Lo bueno de Woody Allen, más allá de su cita anual con las pantallas de cine, es que sus películas son fácilmente clasificables en dos categorías: las muy buenas y las obras maestras.
Me resulta curioso leer algunas críticas escritas con ese tonillo de superioridad, entre lo moral y lo intelectual, que hablan de “un Woody Allen menor”, como si la más diminuta de sus películas no fuera infinitamente mejor al 90% del cine que se estrena en las pantallas convencionales.
Ir a ver cualquier película de Woody Allen es un acierto seguro. Un 1 en la Quiniela. Uno de esos ritos anuales tan placenteros como el principio de las vacaciones o el fin de las Navidades. Pero, como ocurre con “Café Society”, cuando Woody Allen está plena forma, ir a ver una de sus películas se convierte en uno de los grandes momentos cinematográficos del año.
Contar de qué va una película de Allen es un ejercicio de futilidad. Sus películas van, siempre, de él mismo. De sus demonios, obsesiones, paranoias y de su fascinante mundo interior. De ser judío. Y de no serlo. Y de la muerte, claro.
En uno de sus verborreícos y deliciosos parlamentos, la voz en off que nos acompaña durante toda la película sostiene: «Vive cada día como si fuera el último, y uno de ellos acertarás”. ¿Se puede decir más con menos palabras?
Sí. Cuando dice algo así como que la vida es una comedia escrita por un guionista sádico. Por ejemplo. Perlas de la filosofía de un Allen que en “Café Society” vuelve a acertar de pleno. Con la ambientación, entre un Hollywood áspero y un Nueva York mucho más agradecido, con sus gángsteres incluidos.
Acierta con ese triángulo protagonista, extraordinario, empezando por un Steve Carrell que, al principio, creemos que se nos va a hacer antipático. Pero no. Porque los personajes de Woody nunca lo son. ¿Y Jesse Eisenberg, una nueva vuelta de tuerca al Woody Allen actor por antonomasia? Esos trajes, ese destartalamiento, ese feliz atolondramiento, esas brillantes réplicas apenas susurradas…
Y está, espectacular, Kristen Stewart, una actriz que, para algunos, tendrá que hacer penitencia hasta el día del Juicio Final por haber protagonizado la saga “Crepúsculo”, pero que en esta película está maravillosa.
Acierta Allen, por supuesto, con sus secundarios de lujo, desde los padres judíos del protagonista al cuñado filósofo. ¿Y ese hermano hampón y su pasión por el cemento?

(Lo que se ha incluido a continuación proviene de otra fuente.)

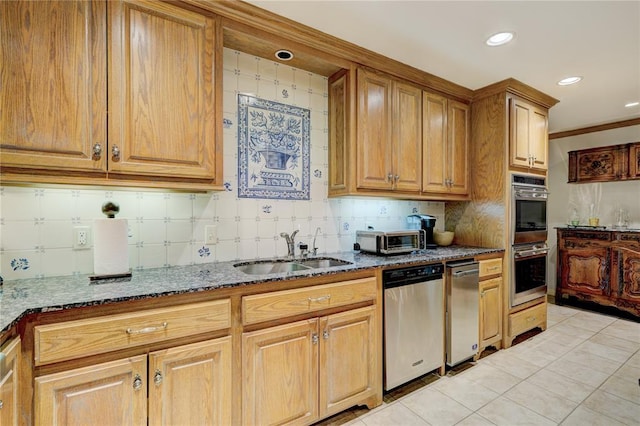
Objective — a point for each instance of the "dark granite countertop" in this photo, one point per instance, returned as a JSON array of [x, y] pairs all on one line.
[[23, 297], [596, 228]]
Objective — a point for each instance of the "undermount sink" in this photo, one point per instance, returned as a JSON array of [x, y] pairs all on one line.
[[323, 262], [264, 267]]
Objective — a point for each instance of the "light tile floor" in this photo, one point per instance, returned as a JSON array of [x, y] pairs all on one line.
[[583, 370]]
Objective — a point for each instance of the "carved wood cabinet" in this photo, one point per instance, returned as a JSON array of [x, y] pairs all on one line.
[[605, 164], [600, 266]]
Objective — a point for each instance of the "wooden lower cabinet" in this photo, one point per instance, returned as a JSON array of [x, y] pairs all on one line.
[[602, 267], [527, 319], [490, 313], [113, 392], [9, 376], [297, 373], [190, 384]]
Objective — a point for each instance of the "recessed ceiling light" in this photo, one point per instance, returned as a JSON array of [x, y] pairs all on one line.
[[284, 55], [499, 39], [569, 80]]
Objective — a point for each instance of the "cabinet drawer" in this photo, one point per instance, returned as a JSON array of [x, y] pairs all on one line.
[[80, 338], [490, 267], [528, 319], [286, 303]]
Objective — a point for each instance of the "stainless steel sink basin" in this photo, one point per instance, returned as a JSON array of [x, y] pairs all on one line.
[[264, 267], [324, 262]]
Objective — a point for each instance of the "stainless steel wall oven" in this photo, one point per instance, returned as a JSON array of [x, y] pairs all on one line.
[[529, 209], [529, 273], [528, 237]]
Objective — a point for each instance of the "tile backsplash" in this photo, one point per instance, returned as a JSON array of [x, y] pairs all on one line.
[[167, 228]]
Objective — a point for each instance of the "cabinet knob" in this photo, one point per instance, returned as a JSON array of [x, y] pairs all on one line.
[[157, 378], [97, 151], [137, 382]]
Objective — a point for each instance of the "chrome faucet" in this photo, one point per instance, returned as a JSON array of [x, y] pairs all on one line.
[[314, 249], [291, 244]]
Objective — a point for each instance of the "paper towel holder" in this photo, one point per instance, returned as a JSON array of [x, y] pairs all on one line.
[[110, 209]]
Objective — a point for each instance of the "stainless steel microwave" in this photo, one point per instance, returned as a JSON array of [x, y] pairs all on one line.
[[391, 242]]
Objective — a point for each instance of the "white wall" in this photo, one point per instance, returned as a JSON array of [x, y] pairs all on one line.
[[563, 196], [167, 228]]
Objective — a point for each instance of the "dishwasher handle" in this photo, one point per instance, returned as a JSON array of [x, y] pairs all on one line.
[[466, 273]]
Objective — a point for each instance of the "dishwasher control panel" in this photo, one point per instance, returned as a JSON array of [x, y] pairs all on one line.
[[413, 273]]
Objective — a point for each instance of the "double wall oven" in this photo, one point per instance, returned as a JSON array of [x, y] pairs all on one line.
[[528, 238]]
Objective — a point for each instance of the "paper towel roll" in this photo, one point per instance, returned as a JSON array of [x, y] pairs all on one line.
[[110, 247]]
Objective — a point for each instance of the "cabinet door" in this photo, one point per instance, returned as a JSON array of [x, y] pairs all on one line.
[[349, 361], [490, 311], [162, 119], [435, 173], [529, 135], [458, 150], [539, 139], [634, 160], [112, 393], [191, 384], [520, 113], [374, 144], [407, 129], [585, 271], [626, 277], [340, 161], [280, 371], [53, 79], [9, 375]]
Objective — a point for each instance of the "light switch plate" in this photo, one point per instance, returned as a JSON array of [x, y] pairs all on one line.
[[210, 235], [81, 237]]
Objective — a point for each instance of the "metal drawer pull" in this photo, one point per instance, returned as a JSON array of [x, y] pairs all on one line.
[[150, 329], [137, 382], [319, 299], [465, 273], [157, 378]]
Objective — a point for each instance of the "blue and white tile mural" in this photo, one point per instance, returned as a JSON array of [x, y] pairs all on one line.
[[273, 149]]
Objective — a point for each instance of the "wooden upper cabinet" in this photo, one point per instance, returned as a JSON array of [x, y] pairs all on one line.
[[634, 160], [161, 92], [153, 66], [603, 164], [445, 144], [529, 135], [407, 137], [388, 133], [374, 134], [53, 79]]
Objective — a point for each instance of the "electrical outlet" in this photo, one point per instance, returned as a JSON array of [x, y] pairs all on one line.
[[210, 235], [81, 237]]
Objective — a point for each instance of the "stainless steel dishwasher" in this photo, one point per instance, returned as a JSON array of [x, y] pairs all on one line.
[[462, 311], [413, 322]]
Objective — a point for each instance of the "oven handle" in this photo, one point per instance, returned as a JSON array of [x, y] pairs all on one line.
[[532, 252], [531, 193]]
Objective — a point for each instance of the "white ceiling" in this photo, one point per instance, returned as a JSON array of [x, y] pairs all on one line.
[[598, 40]]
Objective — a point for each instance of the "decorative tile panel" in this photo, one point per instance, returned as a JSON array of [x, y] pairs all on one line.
[[273, 149]]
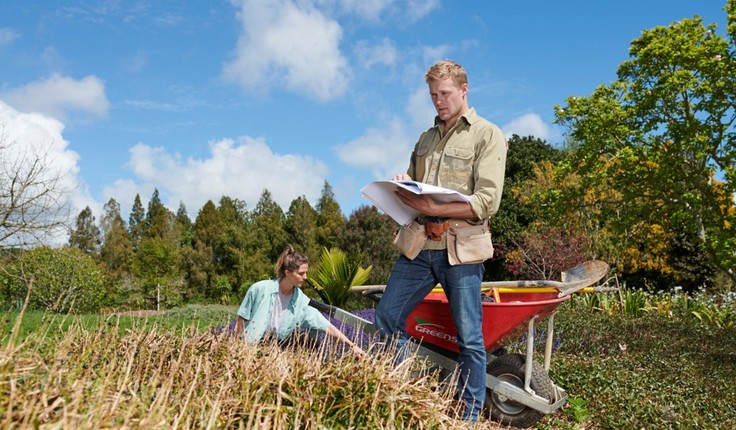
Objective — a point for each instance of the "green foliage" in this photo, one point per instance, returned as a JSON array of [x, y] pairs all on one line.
[[330, 220], [660, 136], [86, 235], [301, 226], [335, 275], [370, 233], [59, 280], [543, 252], [515, 215], [656, 370], [116, 252]]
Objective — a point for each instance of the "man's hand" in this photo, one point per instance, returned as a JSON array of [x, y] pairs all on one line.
[[421, 202]]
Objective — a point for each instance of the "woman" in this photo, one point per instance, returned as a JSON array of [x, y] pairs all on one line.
[[274, 308]]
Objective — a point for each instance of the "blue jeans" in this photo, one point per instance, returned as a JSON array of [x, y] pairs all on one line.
[[410, 281]]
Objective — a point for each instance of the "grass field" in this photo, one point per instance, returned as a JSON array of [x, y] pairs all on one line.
[[173, 370]]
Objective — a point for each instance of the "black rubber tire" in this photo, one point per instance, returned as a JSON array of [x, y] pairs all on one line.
[[510, 368]]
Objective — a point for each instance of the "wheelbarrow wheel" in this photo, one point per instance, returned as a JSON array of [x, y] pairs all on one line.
[[510, 368]]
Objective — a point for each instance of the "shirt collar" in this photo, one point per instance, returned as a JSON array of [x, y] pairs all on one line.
[[470, 117]]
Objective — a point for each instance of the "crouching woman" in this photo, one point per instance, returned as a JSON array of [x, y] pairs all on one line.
[[274, 308]]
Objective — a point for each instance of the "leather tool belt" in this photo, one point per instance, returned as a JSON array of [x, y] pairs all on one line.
[[436, 227]]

Su postrer conversión, de hecho, es tan desopilante como todo su tránsito por la película.
Acierta, Allen, con el juego entre Los Ángeles y Nueva York. Y con el garito del que se hace cargo el protagonista. ¡Qué gozada de sitio! Yo sería asiduo, desde luego. Y está el jazz, claro. Que suena mucho y muy bien.
Pero, sobre todo, está el final. Un final prodigioso, en absoluto abierto. Un final onírico, viaje al final de la noche, y que le da sentido al desconcierto narrativo de algunas secuencias previas, que parecen saltar en el tiempo, sin orden ni concierto.
Un final, dos miradas perdidas en lontananza, introspectivas. Miradas que a todos se nos han escapado alguna vez. Y que, por eso, sentimos tan próximas y cercanas; tan cruelmente afiladas.